Trauma-informed strengths-based group intervention guideline for female survivors of adult sexual assault
Abstract
High prevalence rates of sexual assault perpetrated against women are well
documented, both nationally and internationally. Although this type of trauma can lead to
numerous adverse long-term effects, some survivors overcome it and experience positive
changes in themselves and their lives. Although traditional pathogenic or deficit-based
models have dominated literature, a paradigmatic shift towards a salutogenic or
strengths-based approach is becoming evident in emerging literature. This shift
encourages mental health professionals (MHPs) and researchers to focus on positive and
adaptive post-trauma outcomes that incorporate potential areas of positive psychological
changes, such as emerging growth, and spiritual and existential adaptive outcomes.
Thus, a more detailed understanding of the interactions between indicators of distress
and psychological well-being (PWB) is required. This intervention research is comprised
of three phases and four manuscripts. A rapid review was conducted in Phase One to
investigate evidence-based interventions available to female survivors of adult sexual
assault (FSASA) (Manuscript 1). In Phase Two, a convergent mixed-method study was
conducted to investigate real-life examples through an online survey targeted at South
African FSASA residing in the Gauteng Province. The quantitative section of this study
measured and correlated several variables, namely posttraumatic stress, PWB,
resilience, and PTG in the sample (Manuscript 2). Validated psychometric instruments
used included the PCL-5 (DSM-5 clinician checklist for PTSD), the Mental Health
Continuum (MHC-SF), the Adult Resilience Measure (ARM) and the Posttraumatic
Growth Inventory (PTGI). The qualitative data consisted of participant answers to open-
ended questions on their recovery experiences. This data was analysed to compare the
themes apparent in the recovery experiences of participants that showed SSR to those
who showed FSR (Manuscript 3).
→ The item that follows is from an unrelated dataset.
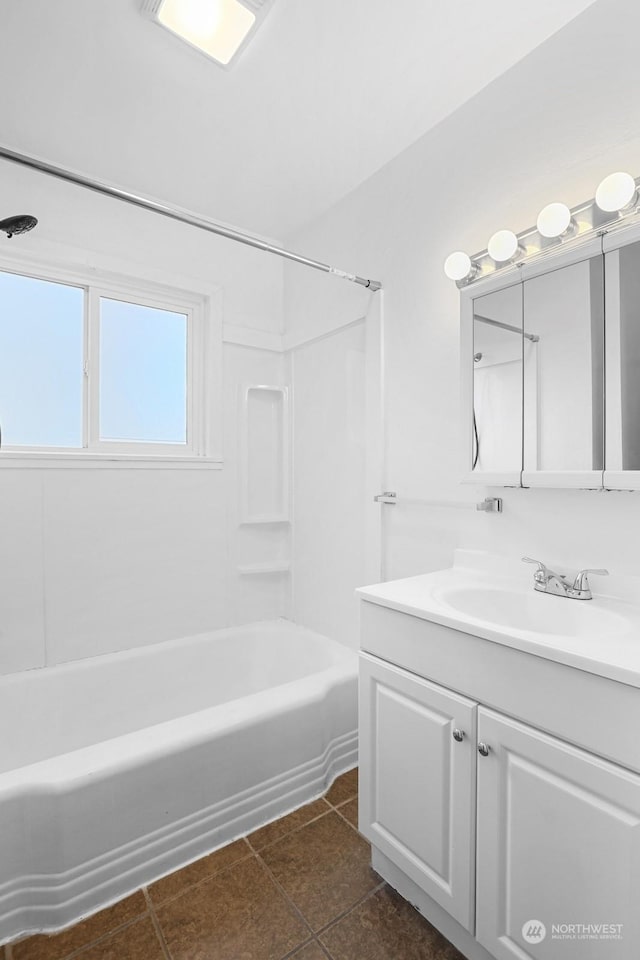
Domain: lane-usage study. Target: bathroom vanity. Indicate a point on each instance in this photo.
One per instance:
(500, 759)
In Phase Three, the rapid review and empirical study
findings were integrated to develop a trauma-informed strengths-based group
intervention guideline for FSASA (Manuscript 4). The main barriers to service delivery
were highlighted during stakeholder consultations, namely i) insufficient training
opportunities for staff, and ii) financial constraints. These prevented clients from returning
for additional sessions, impacting recovery rates. Both quantitative and qualitative
findings were discussed for the convergent mixed-methods study. Findings from the
quantitative section showed that participants experienced high levels of trauma, with most
participants experiencing more than one sexual assault. Participants received both formal
and informal support and more than half attended psychotherapy. A total of 68% of the
participants scored above the diagnostic threshold for PTSD; however, the participants
viewed themselves as doing well mentally. Average levels of resilience were observed
with personal resilience scores surpassing relational resilience scores. Correlational
analysis indicated that PTSD decreased and PWB increased as time passed after the
assault and the duration of therapy was correlated with better mental health. For the
qualitative section, barriers to accessing support included apprehension and distrust of
self and others, lack of resources and informal support. Informal support included
emotional validation and active support. More positive counselling experiences were
reported by women in the SSR group than in the FSR group. Experiences and symptoms
related to PTSD, resilience and PTG were reported in both groups. A strengths-based
trauma-informed group intervention guideline was developed from these findings. MHPs
(psychologists, social workers, counsellors) can apply these guidelines in facilitating and
enhancing resilience processes, PWB, and PTG-enabling outcomes in FSASA.